I don’t know what I believe about the spiritual afterlife. I don’t even know if I believe in souls. But I do kind of believe in the afterlife. I think it’s irrelevant to life, though. I think some people become ghosts, I think that some people unite with the gods, I think that some people reincarnate. What I don’t believe is that the afterlife works on any kind of punishment/reward system. Nothing in the universe outside of human interaction actually works on a punishment/reward system.

But it doesn’t matter to me. It is enough to me to know that someday (assuming I’m not too pumped full of formadehyde) that some worms will eat me, and then a robin will eat the worm, and I will fly. I won’t have any awareness of my flight, but I think it’s so beautiful to know that my body parts will allow the universe to continue its joyful turning.

Oh–I also find it necessary to note here that my feelings about death are entirely theoretical. The closest person to me who has died in my 23 years was a college professor who had major influences on my spirituality. But I have never experienced true grief or the loss of a loved one, so perhaps that has to do with why I can just accept death as a fact of life.
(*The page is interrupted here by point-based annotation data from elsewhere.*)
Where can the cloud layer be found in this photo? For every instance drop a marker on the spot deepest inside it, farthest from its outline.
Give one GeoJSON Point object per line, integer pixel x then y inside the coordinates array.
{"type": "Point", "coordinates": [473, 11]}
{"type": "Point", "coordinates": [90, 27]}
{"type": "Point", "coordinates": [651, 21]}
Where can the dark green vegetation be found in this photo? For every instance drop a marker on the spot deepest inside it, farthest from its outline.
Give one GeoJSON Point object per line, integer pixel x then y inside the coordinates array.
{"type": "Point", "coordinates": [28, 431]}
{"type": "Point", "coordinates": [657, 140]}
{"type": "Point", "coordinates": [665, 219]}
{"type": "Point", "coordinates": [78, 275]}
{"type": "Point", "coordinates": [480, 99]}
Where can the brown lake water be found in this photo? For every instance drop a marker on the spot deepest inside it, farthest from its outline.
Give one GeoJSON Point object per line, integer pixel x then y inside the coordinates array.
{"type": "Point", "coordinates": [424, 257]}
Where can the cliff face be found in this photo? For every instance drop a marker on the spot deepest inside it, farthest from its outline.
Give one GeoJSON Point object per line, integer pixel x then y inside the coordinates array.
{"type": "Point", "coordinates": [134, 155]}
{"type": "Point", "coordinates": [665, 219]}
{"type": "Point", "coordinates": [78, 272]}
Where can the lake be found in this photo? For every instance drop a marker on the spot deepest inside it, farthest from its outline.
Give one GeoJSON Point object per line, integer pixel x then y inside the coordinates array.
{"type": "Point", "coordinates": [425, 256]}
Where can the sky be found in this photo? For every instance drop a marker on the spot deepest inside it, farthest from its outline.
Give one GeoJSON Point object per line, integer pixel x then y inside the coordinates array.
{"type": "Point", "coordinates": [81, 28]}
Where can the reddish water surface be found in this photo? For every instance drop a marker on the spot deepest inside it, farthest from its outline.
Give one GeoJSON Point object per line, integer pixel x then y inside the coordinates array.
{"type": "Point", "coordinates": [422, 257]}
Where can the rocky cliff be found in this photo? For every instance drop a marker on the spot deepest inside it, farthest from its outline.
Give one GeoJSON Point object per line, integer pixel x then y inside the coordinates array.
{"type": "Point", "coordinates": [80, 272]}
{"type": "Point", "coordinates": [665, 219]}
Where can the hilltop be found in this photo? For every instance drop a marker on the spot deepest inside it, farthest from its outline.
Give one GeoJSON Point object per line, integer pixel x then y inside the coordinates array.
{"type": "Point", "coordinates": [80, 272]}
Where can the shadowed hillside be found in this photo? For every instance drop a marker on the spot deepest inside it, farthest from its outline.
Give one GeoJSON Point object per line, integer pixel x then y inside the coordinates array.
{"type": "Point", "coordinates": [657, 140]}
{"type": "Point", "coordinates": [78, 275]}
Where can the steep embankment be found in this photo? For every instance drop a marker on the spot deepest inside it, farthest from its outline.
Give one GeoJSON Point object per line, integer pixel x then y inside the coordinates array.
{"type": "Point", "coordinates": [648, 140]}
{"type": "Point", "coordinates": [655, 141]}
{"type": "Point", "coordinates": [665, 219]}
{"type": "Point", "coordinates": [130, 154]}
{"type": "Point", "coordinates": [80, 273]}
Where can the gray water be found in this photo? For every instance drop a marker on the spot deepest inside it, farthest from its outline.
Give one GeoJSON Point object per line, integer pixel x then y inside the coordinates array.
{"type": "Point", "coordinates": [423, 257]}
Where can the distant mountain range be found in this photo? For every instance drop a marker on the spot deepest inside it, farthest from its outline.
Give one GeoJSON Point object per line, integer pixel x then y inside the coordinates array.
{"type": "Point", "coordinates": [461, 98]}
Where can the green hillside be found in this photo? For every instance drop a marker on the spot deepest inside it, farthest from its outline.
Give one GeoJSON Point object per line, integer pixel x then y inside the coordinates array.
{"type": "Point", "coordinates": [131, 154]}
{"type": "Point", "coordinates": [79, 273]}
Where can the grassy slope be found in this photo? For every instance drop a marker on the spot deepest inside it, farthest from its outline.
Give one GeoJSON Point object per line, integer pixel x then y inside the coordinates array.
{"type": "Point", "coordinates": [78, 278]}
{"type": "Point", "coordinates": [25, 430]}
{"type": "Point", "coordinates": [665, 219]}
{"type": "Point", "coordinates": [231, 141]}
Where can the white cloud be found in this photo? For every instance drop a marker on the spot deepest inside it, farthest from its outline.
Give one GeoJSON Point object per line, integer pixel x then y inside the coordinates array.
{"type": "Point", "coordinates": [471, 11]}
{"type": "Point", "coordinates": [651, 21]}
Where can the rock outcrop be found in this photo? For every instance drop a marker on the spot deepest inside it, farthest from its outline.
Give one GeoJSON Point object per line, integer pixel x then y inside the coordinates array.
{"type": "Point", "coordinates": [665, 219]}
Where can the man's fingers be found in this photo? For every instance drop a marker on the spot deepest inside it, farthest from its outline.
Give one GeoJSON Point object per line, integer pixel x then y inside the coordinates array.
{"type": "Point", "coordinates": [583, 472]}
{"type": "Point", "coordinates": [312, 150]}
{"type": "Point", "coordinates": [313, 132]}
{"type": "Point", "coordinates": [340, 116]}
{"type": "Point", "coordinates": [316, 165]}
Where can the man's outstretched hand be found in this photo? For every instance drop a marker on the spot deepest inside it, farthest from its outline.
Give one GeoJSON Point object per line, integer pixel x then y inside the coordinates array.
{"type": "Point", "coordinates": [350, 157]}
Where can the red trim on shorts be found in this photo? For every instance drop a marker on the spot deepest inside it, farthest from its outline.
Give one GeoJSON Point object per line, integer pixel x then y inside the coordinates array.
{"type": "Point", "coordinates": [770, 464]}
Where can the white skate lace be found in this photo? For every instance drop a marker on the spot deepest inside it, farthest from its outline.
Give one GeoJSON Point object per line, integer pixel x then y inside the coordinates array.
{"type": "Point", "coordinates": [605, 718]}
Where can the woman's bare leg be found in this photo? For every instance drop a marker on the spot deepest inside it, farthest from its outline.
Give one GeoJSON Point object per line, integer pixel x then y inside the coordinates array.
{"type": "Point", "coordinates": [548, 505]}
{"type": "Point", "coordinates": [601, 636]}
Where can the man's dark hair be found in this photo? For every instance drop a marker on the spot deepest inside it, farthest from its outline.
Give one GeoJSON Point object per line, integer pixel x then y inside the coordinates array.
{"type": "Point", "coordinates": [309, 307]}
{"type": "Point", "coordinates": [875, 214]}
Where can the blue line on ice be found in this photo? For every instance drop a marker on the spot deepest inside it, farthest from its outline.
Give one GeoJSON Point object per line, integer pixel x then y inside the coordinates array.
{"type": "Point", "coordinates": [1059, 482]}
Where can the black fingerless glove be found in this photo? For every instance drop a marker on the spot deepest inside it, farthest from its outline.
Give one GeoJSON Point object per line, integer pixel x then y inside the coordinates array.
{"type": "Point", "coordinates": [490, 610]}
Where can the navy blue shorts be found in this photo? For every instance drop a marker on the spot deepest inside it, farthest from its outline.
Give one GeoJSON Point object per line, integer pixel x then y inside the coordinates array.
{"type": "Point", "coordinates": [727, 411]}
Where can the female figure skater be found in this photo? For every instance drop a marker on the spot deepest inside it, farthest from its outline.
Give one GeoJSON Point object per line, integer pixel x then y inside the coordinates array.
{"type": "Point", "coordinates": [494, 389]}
Images from Wikipedia Commons


One thought on “Birth, Death, and the Afterlife/lives

  1. You know what, I have seen many great losses. I lost an Aunt in childbirth, when she died from complications after a C-Section as well as three grandparents, one who died tragically in a car accident. I actually despite the pain and sadness of loss, understand that death is just part of life, it is a transitional thing, and i agree with the it would be nice to know that i am part of something bigger than me, my death equals life, and i dont view it as so upsetting that it consumes me…and yes i kill flies 🙂 and the occassional wasp that comes into my home, because i have a toddler, and would not want her to get stung.

    i also agree with abortion, being one that had a baby by luck and gods alone, i think often that i am blessed to have her, that she chose me….for her mom, but i think it takes a great strength to raise a kid now, and yes difficult, it is my hope though that future generations can create a change that no one else has accomplished.